Speeding up electra inference, multilabel classification

I have a problem concerning the inference speed of my finetuned ELECTRA model. It took about 15 minutes on a Google Colab Pro engine (is that what you call it?) to classify 10.000 sentences of maximum 280 characters per sentence. It has to classify each sentence on 10 parameters and the output is in probability for each dimension.

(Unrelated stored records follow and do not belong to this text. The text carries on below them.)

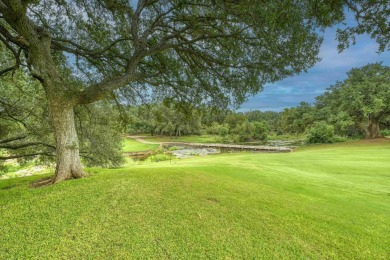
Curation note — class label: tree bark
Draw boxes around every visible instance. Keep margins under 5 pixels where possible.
[366,120,382,138]
[50,106,85,183]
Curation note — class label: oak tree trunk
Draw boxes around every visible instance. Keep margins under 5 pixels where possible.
[50,104,85,183]
[366,120,382,138]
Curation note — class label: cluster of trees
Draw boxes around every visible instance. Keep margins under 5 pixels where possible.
[130,63,390,142]
[0,0,390,183]
[128,103,268,142]
[280,63,390,138]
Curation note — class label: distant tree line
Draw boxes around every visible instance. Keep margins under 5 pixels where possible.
[128,63,390,143]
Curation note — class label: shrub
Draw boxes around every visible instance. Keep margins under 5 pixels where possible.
[381,129,390,136]
[251,122,268,141]
[306,122,334,144]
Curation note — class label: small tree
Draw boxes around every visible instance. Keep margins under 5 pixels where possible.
[307,121,334,144]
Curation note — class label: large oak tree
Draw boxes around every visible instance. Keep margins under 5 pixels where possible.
[0,0,389,183]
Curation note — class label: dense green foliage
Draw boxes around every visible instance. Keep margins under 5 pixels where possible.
[307,121,334,144]
[0,139,390,259]
[280,63,390,138]
[0,71,123,166]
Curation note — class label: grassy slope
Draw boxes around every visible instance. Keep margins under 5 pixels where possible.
[0,140,390,259]
[123,138,158,152]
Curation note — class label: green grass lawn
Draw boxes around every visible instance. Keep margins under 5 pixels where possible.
[123,138,159,152]
[0,139,390,259]
[144,135,220,143]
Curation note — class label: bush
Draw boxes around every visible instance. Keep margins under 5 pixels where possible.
[207,122,229,136]
[381,129,390,136]
[306,122,334,144]
[149,154,171,162]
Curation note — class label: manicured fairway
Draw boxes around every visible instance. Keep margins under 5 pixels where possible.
[122,138,158,152]
[0,139,390,259]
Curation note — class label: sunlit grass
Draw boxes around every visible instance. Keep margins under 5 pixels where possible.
[0,139,390,259]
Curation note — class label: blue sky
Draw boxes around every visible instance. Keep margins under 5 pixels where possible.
[239,28,390,111]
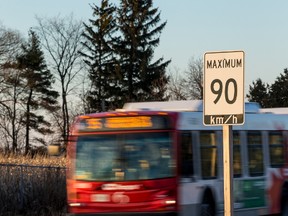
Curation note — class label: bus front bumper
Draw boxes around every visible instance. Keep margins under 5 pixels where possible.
[67,212,178,216]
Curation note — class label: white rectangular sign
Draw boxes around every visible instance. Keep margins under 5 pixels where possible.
[204,51,245,125]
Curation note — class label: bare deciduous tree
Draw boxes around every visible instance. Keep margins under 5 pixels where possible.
[36,14,83,147]
[168,58,203,100]
[167,68,187,100]
[184,58,203,100]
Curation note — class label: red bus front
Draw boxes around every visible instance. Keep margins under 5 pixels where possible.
[67,112,178,216]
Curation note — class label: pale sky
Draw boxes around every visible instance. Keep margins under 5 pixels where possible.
[0,0,288,92]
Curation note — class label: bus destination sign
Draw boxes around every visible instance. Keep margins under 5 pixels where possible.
[77,116,170,132]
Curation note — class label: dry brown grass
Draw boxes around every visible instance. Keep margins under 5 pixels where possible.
[0,154,66,167]
[0,154,66,216]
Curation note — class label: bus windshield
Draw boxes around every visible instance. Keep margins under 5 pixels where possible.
[75,132,176,181]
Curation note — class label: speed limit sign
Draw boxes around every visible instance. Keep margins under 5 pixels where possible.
[204,51,244,125]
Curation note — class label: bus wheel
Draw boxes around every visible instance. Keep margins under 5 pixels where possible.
[200,195,215,216]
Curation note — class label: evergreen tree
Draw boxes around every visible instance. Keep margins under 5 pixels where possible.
[17,31,59,153]
[116,0,170,103]
[81,0,120,112]
[269,68,288,107]
[246,78,270,108]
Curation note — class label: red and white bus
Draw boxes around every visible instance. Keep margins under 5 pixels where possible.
[61,101,288,216]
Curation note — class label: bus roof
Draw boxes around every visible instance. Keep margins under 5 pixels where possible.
[123,100,260,113]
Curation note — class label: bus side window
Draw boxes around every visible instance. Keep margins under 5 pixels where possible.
[269,131,285,167]
[180,133,194,177]
[200,131,217,179]
[247,131,264,176]
[233,131,242,177]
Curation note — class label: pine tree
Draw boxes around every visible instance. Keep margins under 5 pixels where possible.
[269,68,288,107]
[246,78,270,108]
[81,0,120,112]
[116,0,170,103]
[17,31,59,154]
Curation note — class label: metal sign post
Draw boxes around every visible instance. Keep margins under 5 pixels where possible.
[203,51,245,216]
[223,125,234,216]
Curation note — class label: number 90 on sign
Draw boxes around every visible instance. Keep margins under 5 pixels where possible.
[210,78,237,104]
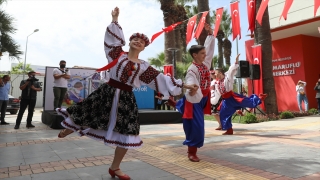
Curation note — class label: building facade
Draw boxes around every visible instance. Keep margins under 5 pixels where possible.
[246,0,320,111]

The output looks something like:

        tweet_id        	user_username	text	created_at	user_name	user_verified	sourcetweet_text	morality_binary	emotion_binary	...	negative_binary	care_binary	fairness_binary	authority_binary	sanctity_binary	harm_binary	injustice_binary	betrayal_binary	subversion_binary	degradation_binary
0	1	443011743288393728	jahimes	        People are now using @metronorth like a subway...	2014-03-10T13:13:25.000Z	Jim Himes	True	NaN	0.068876	0.088321	...	0.055407	0.042869	0.048118	0.051975	0.038184	0.041714	0.043601	0.032611	0.038528	0.038586
1	2	443011451142537216	jahimes	        Spent morning on @metronorth issues with Rep. ...	2014-03-10T13:12:15.000Z	Jim Himes	True	NaN	0.064062	0.073806	...	0.059262	0.043094	0.045094	0.053616	0.039912	0.043484	0.049103	0.038017	0.043561	0.040557

Any suggestions on how to speed up this process?